A Book?

I’ve hinted on Twitter about some of the things I’ve done and been through. Some nice folks have been actually reading the stuff and even commented that I should write a book. And several even said they would BUY the book.

I’ve been thinking for more than a year that I want to tell my stories, but I want to be sure I’m doing it as much for the reader’s benefit as mine.

What should the reader get out of it?

The reader should at least be entertained enough to get value for their purchase. But I also want them to get value beyond entertainment. I believe I have things I can teach people.

But when I think that I have some things to teach, I feel shame. Whenever I achieve anything, I feel shame. So, I generally try not to achieve anything. I know exactly why this happens in my brain. I want to tell, but in telling I would feel shame because I loved my mother and don’t want to talk about how I hated my mother. 🙂

What would I get out of it?

I could make money. But, I know dozens of easier ways to make more money (I can write any piece of computer software I dream up — computer programming is way easier to do than writing a book and way easier to get people to pay.)

I could get things off my chest, sure. It would be like therapy.

But I fear that I would be doing it for attention. Again, the shame. I’m not supposed to be proud of myself or accept attention.

I feel some shame right now for even considering posting this blog and tweeting about it.
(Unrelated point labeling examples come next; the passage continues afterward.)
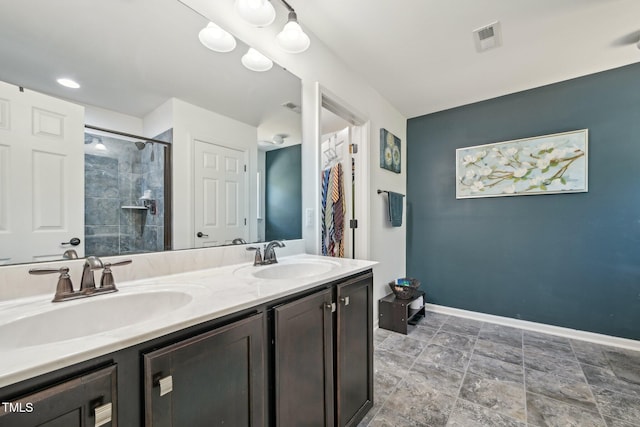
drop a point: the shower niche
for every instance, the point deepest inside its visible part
(126, 191)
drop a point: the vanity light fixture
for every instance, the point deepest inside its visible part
(255, 61)
(259, 13)
(292, 39)
(216, 39)
(66, 82)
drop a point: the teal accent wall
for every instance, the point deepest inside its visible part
(283, 193)
(570, 260)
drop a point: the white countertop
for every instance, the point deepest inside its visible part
(216, 292)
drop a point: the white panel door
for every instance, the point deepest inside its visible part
(219, 194)
(41, 176)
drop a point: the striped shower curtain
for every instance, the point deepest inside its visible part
(333, 211)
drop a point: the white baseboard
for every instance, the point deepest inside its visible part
(539, 327)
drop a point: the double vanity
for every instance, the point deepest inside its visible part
(284, 344)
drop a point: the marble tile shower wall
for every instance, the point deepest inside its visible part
(118, 177)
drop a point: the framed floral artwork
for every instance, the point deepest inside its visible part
(548, 164)
(389, 151)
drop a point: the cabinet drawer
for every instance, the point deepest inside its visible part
(68, 404)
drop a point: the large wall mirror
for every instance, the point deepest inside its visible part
(142, 72)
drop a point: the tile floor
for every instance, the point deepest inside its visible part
(451, 371)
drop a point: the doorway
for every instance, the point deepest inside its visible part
(344, 141)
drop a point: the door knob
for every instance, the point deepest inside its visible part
(73, 242)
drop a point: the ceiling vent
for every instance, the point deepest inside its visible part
(488, 37)
(292, 106)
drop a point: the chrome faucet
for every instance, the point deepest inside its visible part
(64, 289)
(270, 253)
(88, 282)
(257, 260)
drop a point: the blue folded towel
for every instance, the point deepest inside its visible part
(395, 208)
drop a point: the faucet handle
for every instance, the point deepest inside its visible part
(107, 283)
(64, 288)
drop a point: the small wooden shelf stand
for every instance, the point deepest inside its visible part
(395, 314)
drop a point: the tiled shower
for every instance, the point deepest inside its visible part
(118, 172)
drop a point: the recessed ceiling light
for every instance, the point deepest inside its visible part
(68, 83)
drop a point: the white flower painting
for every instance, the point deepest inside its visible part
(541, 165)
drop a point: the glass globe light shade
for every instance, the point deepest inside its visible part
(292, 39)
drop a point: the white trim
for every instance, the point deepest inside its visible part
(539, 327)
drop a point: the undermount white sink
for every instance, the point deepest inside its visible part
(63, 321)
(289, 269)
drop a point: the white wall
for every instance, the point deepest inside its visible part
(189, 123)
(112, 120)
(319, 64)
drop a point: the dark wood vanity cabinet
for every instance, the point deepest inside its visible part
(354, 350)
(324, 356)
(301, 360)
(216, 378)
(304, 361)
(86, 400)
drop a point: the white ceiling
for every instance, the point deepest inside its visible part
(420, 54)
(132, 55)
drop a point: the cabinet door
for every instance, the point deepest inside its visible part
(304, 362)
(216, 378)
(354, 353)
(68, 404)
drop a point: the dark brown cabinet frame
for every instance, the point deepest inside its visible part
(127, 367)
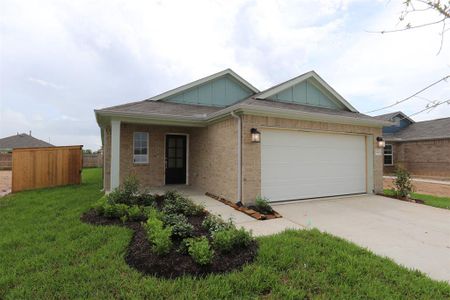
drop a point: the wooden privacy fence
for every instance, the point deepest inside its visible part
(34, 168)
Oh well! If I could be as cute as a seal with a ball on his nose, I would hop up on that pedestal and start clapping my flippers. Tweet away!

Some of the things Joe has done:

Joe created what was a successful business of his dreams but screwed it up. Then he failed to complete a transaction to sell the company for a profit for personal reasons which this book would disclose. His investors were not happy. They put him on an ice flow.

Joe has been in jail overnight twice for a total of 36 hours! One time it was for walking through a yard!!

Joe has been locked into mental hospitals 7 times in 5 years.

Joe uttered a single sentence in 2005 and has not been allowed to see or contact his children since! That’s an accomplishment. (Maybe I shouldn’t write a book. My words are too powerful and dangerous!)

Joe attempted suicide 4 times and lived to tell about it. Joe frequently considers failing to kill himself as his greatest failure.

And, Joe lost an entire family at sea. It was an accident. Honest.

This list could go on and on and I would only have to make up some of it.

Thank you for your attention.


Comments

One response to “A Book?”

  1. this is a really interesting blog… and i see what u mean when u say u feel shame, from all those things. but mainly feeling shame about telling people what you feel …
    this is how i feel when i try to make youtube videos, because i want to start doing that but i always feel shame when i play it back, im not satisfied with it.